Padepokan Witasem
Bab 1 Jalur Banengan

Jalur Banengan 1-2

“Ken Arok!“ seru Toh Kuning memanggil kawannya yang bertubuh ramping dengan otot padat berisi. Seperti tidak mendengar Toh Kuning yang memanggilnya, Ken Arok yang berlatih untuk memperkuat kedua lengannya masih berulang kali mengangkat tubuhnya dengan berpegang pada sebatang dahan yang kuat. Toh Kuning berjalan mendekatinya dan tegak berdiri di depan Ken Arok. Ia berkata pelan,” Apakah kau telah mendengar kabar jika petang nanti saudagar kaya di pedukuhan ini akan segera tiba di rumah?”

“Lalu?” tanya Ken Arok tanpa menghentikan latihannya.

“Lalu ia membawa berkeping emas dan perak. Mahendra tidak mungkin pulang kembali dengan tangan hampa dan menuntun lembu serta kudanya kembali ke pedukuhan” jawab Toh Kuning.

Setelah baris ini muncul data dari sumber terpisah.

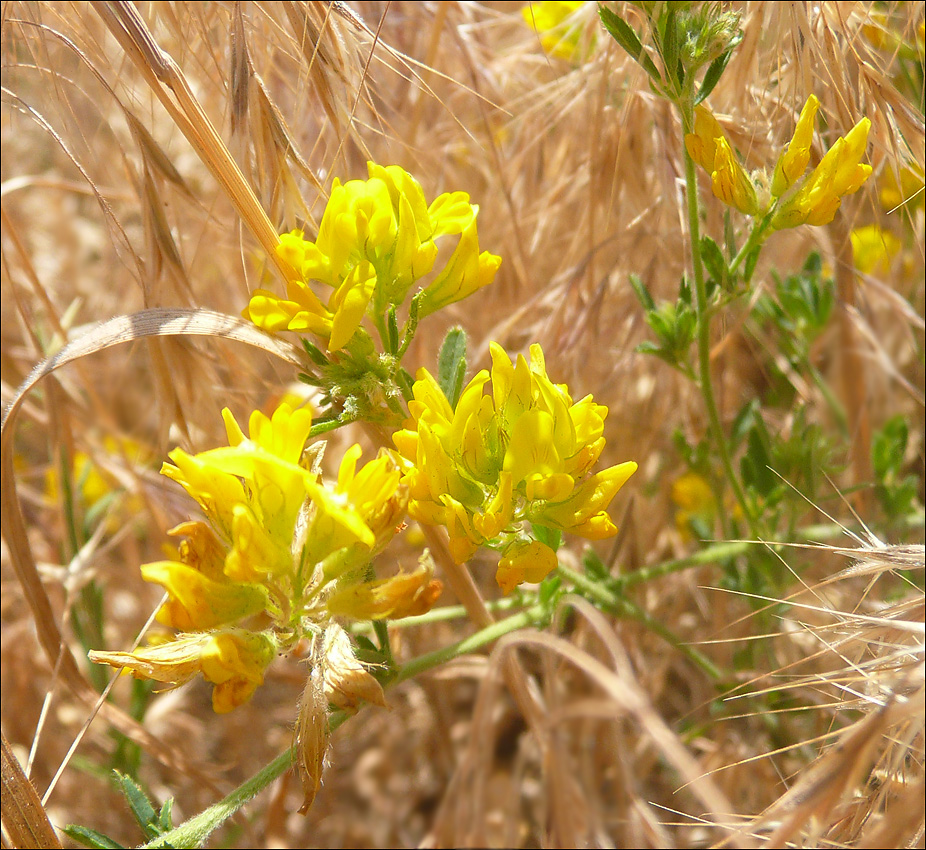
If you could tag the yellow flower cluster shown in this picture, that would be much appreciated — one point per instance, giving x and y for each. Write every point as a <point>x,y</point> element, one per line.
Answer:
<point>376,240</point>
<point>281,554</point>
<point>558,25</point>
<point>793,199</point>
<point>521,455</point>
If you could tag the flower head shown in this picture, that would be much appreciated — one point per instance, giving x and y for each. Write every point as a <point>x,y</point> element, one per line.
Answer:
<point>278,546</point>
<point>520,455</point>
<point>839,173</point>
<point>377,239</point>
<point>793,198</point>
<point>558,25</point>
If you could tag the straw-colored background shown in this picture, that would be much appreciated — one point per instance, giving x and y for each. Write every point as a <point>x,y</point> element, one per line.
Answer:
<point>109,207</point>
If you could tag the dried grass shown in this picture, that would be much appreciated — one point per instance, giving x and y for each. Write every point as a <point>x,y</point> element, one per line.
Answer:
<point>151,154</point>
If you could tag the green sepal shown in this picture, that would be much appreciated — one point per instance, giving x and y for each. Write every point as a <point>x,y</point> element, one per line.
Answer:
<point>451,365</point>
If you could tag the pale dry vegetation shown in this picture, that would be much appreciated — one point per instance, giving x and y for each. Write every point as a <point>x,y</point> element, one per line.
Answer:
<point>130,183</point>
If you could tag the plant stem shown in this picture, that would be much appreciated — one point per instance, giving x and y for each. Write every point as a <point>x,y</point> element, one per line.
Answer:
<point>703,321</point>
<point>198,828</point>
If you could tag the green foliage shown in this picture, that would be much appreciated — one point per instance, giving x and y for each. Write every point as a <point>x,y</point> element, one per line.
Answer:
<point>451,365</point>
<point>895,491</point>
<point>675,326</point>
<point>152,821</point>
<point>686,37</point>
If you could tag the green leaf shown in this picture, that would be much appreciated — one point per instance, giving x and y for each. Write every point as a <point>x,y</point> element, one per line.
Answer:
<point>713,261</point>
<point>144,811</point>
<point>642,292</point>
<point>712,76</point>
<point>674,72</point>
<point>451,365</point>
<point>624,35</point>
<point>392,330</point>
<point>315,354</point>
<point>166,816</point>
<point>751,259</point>
<point>552,537</point>
<point>888,447</point>
<point>90,837</point>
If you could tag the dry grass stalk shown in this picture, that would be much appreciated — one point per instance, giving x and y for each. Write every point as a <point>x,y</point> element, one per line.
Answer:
<point>141,144</point>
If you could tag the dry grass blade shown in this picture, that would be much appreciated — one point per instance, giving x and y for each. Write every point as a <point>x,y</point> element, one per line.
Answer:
<point>117,331</point>
<point>152,153</point>
<point>24,818</point>
<point>174,92</point>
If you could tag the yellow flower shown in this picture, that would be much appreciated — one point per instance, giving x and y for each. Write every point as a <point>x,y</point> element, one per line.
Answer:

Ken Arok melompat turun dengan mata berbinar. Sejenak ia melihat ke atas dan katanya,” Matahari sedang tinggi. Apakah kita akan menghadangnya di Alas Kawitan?”

loading...

Toh Kuning menganggukkan kepala. Lantas ia berkata, ”Upaya kita untuk menghadang setiap pedagang yang melewati jalur Arjuna mulai membuahkan hasil. Beberapa pedagang mulai beralih melewati Alas Kawitan.”

Ken Arok kemudian duduk bersandar pada pohon ketapang. Ia menatap wajah Toh Kuning dengan rasa bangga lalu, ”Sepertinya memang begitu. Lereng Arjuna yang dahulu ramai dilewati pedagang dan menjadi bagian perjalanan aman serta menyenangkan sekarang telah menjadi sepi.” Ia terdiam sejenak.

Kemudian katanya lagi, ”Meskipun Alas Kawitan bukan hutan yang lebat dan rapat, namun sebenarnya ia memberi keuntungan besar bagi kita.”

Toh Kuning memandangnya lalu tersenyum dan berkata, ”Jarak antar pohon dan tebing yang tidak terlalu curam memang memudahkankita untuk berlari. Lagipula kita hanya membawa satu atau dua kantung uang emas dan perak.”

“Dan karena itu pula kita harus mampu mengendalikan kelompok Ki Ranu Welang,” tandas Ken Arok sungguh-sungguh. Toh Kuning termenung kemudian. Ia mengingat dengan baik ketika mereka bekerja sama dengan kelompok Ki Ranu Welang.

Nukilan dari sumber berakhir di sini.